かつて、兄弟を裏切った父がいた。母は兄弟を残して逝ってしまった。残された兄弟は、母を捨てた父に復讐を誓い、日々を生きてきた。そんなある日、兄弟は一人の少女と出会う。これまで自分達に寄ってきた女達とは「どこか違う」彼女にやがて、二人は心惹かれていく…。
沙羅という少女との出会いは、確実に兄弟の思いに変化をもたらしていた。すでに兄弟は、沙羅がいることに今までにない感情を抱いていた。しかし兄弟には父への復讐という、捨てきれない思いも根付いていた。その二つの思いに戸惑う兄弟に、衝撃の事実が飛び込んでくる……。
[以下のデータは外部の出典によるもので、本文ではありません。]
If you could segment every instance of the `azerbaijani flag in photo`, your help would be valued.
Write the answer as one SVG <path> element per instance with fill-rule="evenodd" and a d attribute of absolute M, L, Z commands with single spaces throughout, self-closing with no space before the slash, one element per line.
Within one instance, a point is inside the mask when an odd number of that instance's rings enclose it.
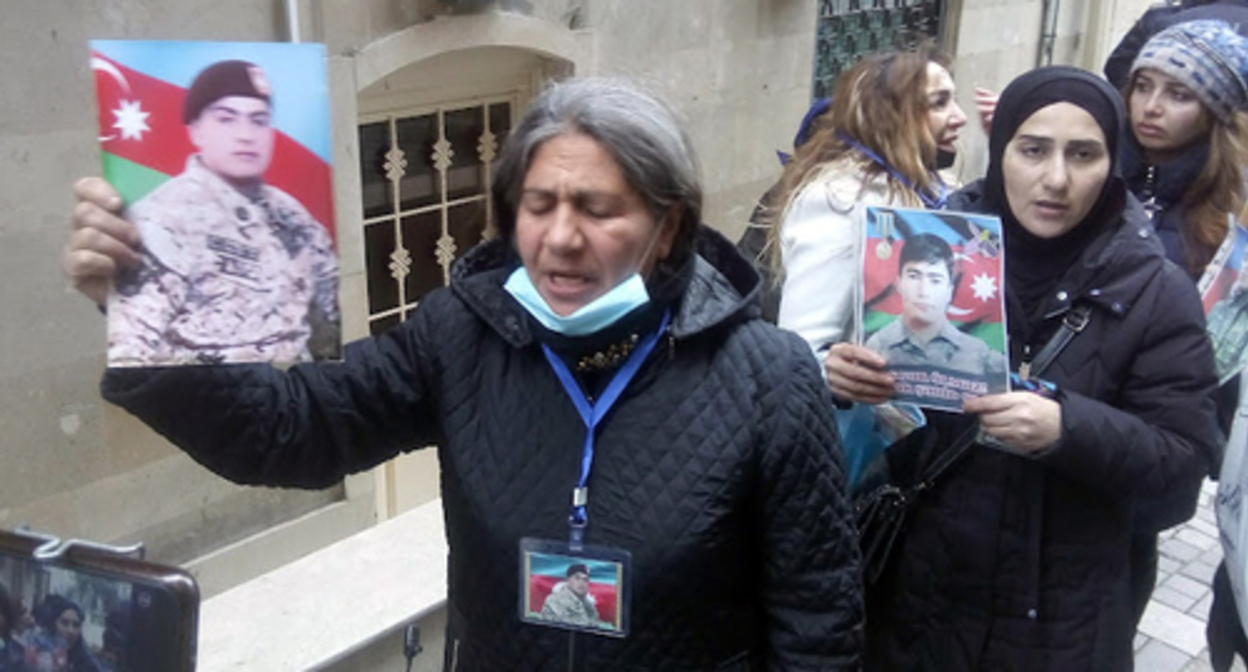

沙羅の母親は、父を誘惑し、自分達兄弟を捨てさせたきっかけを作った張本人だった…。復讐の相手の娘が、兄弟の心に深く関与して、復讐と愛の板挟みとなり苦しめていく。それは沙羅も同じで、自分がいることによって二人を苦しめ続けると悟っていた。そして沙羅がとった「最善の方法」とは…。
沙羅自らが、二人の元から去る決意をする。しかし、彼女の背後に不穏な陰が…。運命にもてあそばれた三人が、最後にたどり着く場所とは…? 長編ラブストーリー、ここに完結。